Nonostante gli sforzi, le informazioni sulle proteste continuavano a trapelare. Così il nuovo sistema del Cremlino, controllato attraverso un unico centro a Mosca, è stato costruito per tagliare internet a intere regioni, consentendogli di agire senza fare affidamento su esecutori regionali.

6) Le compagnie di telecomunicazione russe non sono disposte a pagare il conto della censura e degli strumenti di sorveglianza

A partire dagli anni 90 le compagnie di telecomunicazione russe sono state obbligate a comprare e aggiornare le attrezzature per la sorveglianza online. Dal 2018 sono costretti a conservare i dati completi di tutti gli utenti per sei mesi, e i metadati per tre anni.

Le compagnie di telecomunicazioni hanno protestato. Talvolta la loro resistenza è diventata pubblica – i funzionari delle aziende hanno espresso le loro preoccupazioni in conferenze e ai giornalisti. Nella maggior parte dei casi, la resistenza è rimasta privata. Le aziende hanno cercato di trovare un modo per aggirare la legislazione, per esempio, affittando attrezzature di sorveglianza dai grandi operatori. Questa resistenza ha minato l’efficacia della sorveglianza e del filtraggio a livello nazionale russo.

Così i censori del Cremlino capirono che avevano bisogno di pagare le aziende per installare strumenti di censura e sorveglianza. Hanno iniziato a fornire ai fornitori di servizi internet (Isp) attrezzature speciali che hanno garantito al governo i mezzi per sopprimere e reindirizzare il traffico al centro di controllo di Mosca.

Così nacque l’internet sovrano.

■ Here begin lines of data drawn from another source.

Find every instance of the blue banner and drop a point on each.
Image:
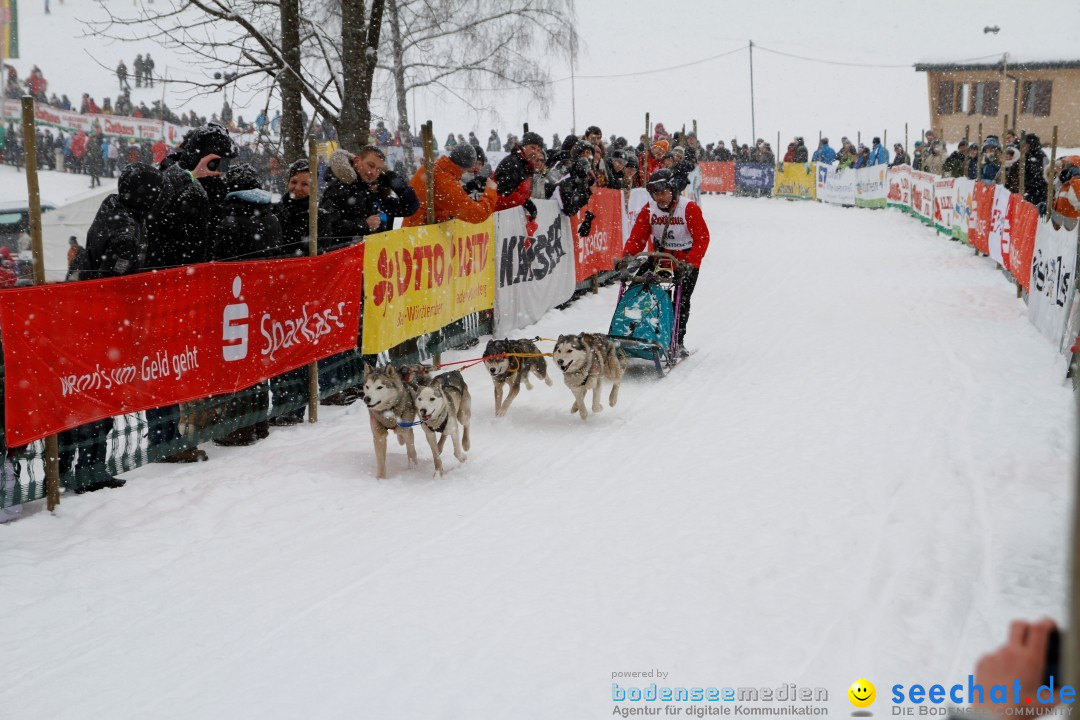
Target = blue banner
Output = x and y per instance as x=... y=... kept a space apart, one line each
x=756 y=178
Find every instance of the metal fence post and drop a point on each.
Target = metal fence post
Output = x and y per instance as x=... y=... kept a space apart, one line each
x=313 y=250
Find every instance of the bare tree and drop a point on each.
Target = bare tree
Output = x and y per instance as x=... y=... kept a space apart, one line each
x=469 y=48
x=325 y=53
x=275 y=46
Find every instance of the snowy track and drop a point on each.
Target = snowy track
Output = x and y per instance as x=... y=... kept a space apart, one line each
x=862 y=472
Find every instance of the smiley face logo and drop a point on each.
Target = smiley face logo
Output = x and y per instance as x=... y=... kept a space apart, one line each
x=862 y=693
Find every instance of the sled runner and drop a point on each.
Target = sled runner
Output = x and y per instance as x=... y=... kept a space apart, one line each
x=645 y=324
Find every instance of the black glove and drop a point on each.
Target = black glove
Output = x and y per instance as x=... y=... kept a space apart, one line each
x=394 y=181
x=586 y=225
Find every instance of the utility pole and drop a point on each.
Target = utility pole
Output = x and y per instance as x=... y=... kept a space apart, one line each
x=753 y=125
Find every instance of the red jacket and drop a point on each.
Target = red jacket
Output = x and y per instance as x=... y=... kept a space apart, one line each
x=640 y=234
x=516 y=198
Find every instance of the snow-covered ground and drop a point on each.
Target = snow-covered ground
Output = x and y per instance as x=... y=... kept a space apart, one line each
x=75 y=203
x=863 y=471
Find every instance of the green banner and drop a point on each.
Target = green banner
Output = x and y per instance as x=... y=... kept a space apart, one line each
x=9 y=29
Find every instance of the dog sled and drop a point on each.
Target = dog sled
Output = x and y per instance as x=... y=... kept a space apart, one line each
x=645 y=324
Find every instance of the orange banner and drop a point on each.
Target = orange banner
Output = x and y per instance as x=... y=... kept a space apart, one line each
x=598 y=252
x=1023 y=223
x=982 y=215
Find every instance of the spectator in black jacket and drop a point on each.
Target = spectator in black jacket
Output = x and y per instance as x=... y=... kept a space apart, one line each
x=900 y=155
x=721 y=154
x=291 y=389
x=179 y=223
x=1035 y=170
x=513 y=177
x=293 y=212
x=178 y=234
x=362 y=197
x=244 y=227
x=801 y=154
x=956 y=164
x=116 y=245
x=117 y=240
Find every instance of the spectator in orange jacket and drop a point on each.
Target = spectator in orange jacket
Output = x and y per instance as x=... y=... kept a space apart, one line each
x=160 y=151
x=450 y=198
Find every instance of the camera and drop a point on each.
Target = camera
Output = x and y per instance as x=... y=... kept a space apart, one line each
x=1053 y=666
x=219 y=165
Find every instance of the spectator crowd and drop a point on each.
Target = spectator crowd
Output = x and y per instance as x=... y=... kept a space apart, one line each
x=210 y=200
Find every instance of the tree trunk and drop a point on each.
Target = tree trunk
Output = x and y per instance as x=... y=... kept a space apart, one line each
x=360 y=42
x=403 y=126
x=292 y=112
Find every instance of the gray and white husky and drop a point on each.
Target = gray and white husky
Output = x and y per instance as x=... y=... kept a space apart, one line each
x=514 y=369
x=445 y=407
x=586 y=361
x=390 y=404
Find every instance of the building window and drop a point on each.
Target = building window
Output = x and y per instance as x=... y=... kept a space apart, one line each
x=984 y=98
x=945 y=97
x=1036 y=97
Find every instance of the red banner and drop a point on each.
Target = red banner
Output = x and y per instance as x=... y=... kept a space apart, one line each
x=598 y=252
x=717 y=177
x=78 y=352
x=982 y=209
x=1023 y=223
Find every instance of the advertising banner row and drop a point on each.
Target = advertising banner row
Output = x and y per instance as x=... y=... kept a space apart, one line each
x=140 y=128
x=863 y=187
x=79 y=352
x=1007 y=228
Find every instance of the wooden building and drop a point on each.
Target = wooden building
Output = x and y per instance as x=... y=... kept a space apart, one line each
x=1039 y=94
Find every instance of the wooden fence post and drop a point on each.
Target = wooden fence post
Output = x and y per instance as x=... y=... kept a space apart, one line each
x=30 y=145
x=313 y=250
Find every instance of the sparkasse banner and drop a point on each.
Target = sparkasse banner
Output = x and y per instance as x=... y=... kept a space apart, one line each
x=79 y=352
x=598 y=250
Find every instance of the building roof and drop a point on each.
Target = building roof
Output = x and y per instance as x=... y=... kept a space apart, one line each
x=1033 y=65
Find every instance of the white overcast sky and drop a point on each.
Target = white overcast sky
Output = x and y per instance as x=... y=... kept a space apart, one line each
x=793 y=96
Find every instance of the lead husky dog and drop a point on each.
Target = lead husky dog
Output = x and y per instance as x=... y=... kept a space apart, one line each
x=445 y=407
x=391 y=405
x=513 y=369
x=586 y=360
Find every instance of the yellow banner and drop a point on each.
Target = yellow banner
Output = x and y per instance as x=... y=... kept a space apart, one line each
x=418 y=280
x=796 y=180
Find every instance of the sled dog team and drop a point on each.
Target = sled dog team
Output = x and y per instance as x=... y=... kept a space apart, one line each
x=395 y=396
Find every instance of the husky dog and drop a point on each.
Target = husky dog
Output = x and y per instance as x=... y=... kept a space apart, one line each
x=445 y=407
x=390 y=405
x=414 y=372
x=586 y=360
x=513 y=370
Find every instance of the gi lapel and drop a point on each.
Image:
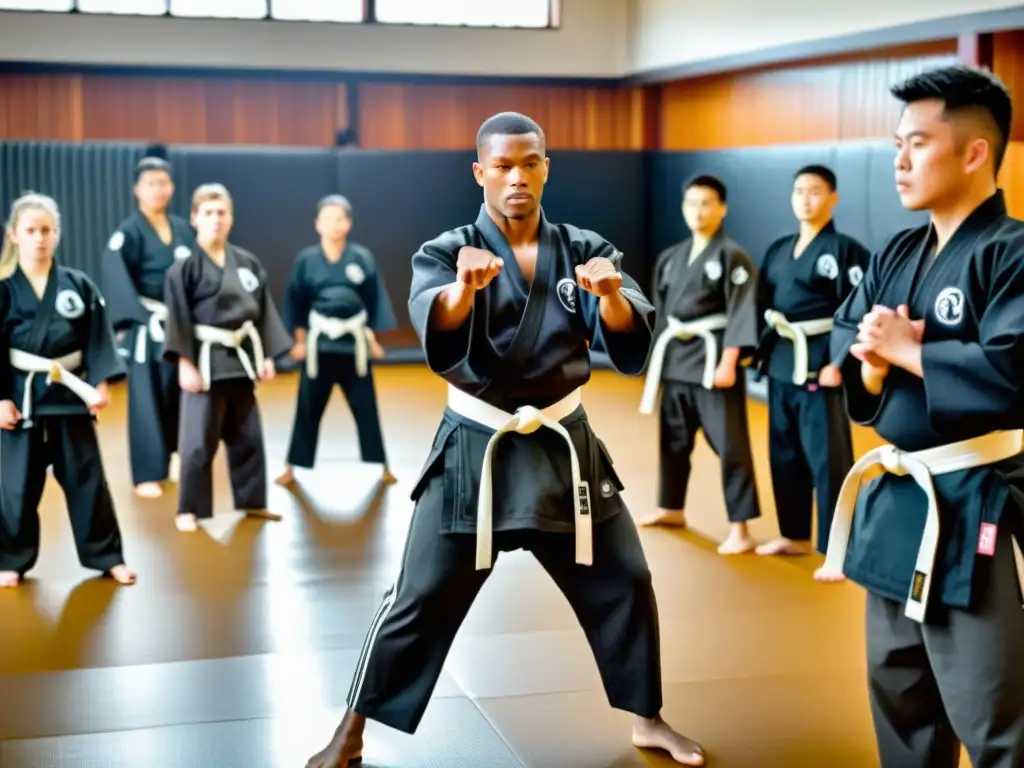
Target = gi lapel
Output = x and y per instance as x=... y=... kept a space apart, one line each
x=525 y=336
x=44 y=307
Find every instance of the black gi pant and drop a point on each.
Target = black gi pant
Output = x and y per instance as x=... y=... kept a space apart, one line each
x=957 y=678
x=410 y=637
x=313 y=396
x=69 y=442
x=810 y=445
x=154 y=404
x=227 y=412
x=685 y=410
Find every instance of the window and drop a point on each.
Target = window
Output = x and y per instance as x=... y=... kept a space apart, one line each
x=133 y=7
x=316 y=10
x=60 y=5
x=219 y=8
x=460 y=12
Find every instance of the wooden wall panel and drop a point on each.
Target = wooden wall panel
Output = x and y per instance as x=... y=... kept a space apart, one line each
x=837 y=99
x=217 y=111
x=1008 y=64
x=397 y=116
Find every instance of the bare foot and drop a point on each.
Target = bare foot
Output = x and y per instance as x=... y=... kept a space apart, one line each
x=123 y=574
x=670 y=517
x=738 y=543
x=656 y=734
x=264 y=514
x=148 y=491
x=346 y=745
x=826 y=576
x=782 y=546
x=186 y=523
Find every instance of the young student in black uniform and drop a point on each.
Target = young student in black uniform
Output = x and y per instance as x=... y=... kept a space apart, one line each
x=706 y=296
x=56 y=355
x=506 y=308
x=222 y=333
x=132 y=271
x=334 y=302
x=804 y=279
x=931 y=349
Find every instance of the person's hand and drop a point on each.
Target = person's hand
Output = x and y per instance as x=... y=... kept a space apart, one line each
x=477 y=267
x=188 y=377
x=725 y=375
x=104 y=398
x=9 y=415
x=829 y=376
x=599 y=276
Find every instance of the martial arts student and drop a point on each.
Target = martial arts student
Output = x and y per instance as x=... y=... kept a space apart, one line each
x=132 y=272
x=706 y=296
x=505 y=308
x=334 y=302
x=931 y=348
x=804 y=279
x=57 y=353
x=222 y=333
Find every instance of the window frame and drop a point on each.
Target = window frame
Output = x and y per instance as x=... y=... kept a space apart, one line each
x=369 y=16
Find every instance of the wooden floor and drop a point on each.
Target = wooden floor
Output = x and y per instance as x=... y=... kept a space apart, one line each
x=237 y=646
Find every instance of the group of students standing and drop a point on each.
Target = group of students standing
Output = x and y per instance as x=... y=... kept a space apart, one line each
x=719 y=312
x=188 y=318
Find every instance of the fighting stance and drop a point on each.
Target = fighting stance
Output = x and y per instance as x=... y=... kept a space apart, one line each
x=132 y=272
x=222 y=332
x=334 y=302
x=56 y=356
x=931 y=347
x=505 y=308
x=706 y=296
x=804 y=279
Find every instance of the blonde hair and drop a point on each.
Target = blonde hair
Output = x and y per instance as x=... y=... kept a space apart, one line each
x=206 y=193
x=29 y=201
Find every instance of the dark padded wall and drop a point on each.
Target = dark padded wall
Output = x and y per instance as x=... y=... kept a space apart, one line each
x=760 y=181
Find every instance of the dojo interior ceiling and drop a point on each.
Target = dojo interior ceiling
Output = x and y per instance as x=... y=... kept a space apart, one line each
x=596 y=39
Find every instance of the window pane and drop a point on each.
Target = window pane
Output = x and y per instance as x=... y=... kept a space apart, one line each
x=138 y=7
x=459 y=12
x=37 y=4
x=219 y=8
x=317 y=10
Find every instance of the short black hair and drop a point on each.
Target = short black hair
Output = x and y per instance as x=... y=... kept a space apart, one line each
x=822 y=172
x=964 y=88
x=155 y=158
x=335 y=200
x=508 y=124
x=710 y=182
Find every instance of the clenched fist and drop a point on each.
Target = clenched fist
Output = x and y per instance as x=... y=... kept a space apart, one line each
x=599 y=276
x=477 y=267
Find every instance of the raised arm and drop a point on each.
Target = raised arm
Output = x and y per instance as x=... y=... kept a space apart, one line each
x=622 y=323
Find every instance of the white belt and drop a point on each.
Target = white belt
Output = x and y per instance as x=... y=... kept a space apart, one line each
x=921 y=465
x=524 y=421
x=210 y=335
x=58 y=370
x=677 y=329
x=153 y=330
x=798 y=333
x=334 y=329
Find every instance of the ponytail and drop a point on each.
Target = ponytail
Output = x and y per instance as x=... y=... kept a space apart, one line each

Sarebbe stato costruito nel corso degli anni successivi, in anticipo sulla decisione di invadere l’Ucraina.

L’articolo originale in lingua inglese è apparso sul sito del Center for European Policy Analysis (CEPA) con il titolo “The New Iron Curtain Part 3: The Internet is a Western Plot”.

Andrei Soldatov è nonresident senior fellow del CEPA, un giornalista investigativo russo, ed è cofondatore ed editore di Agentura.ru, un osservatorio sulle attività dei servizi segreti russi. Si occupa di servizi di sicurezza e terrorismo dal 1999.

Irina Borogan è nonresident senior fellow del CEPA, una giornalista investigativa russa, ed è cofondatrice e vicedirettrice di Agentura.ru.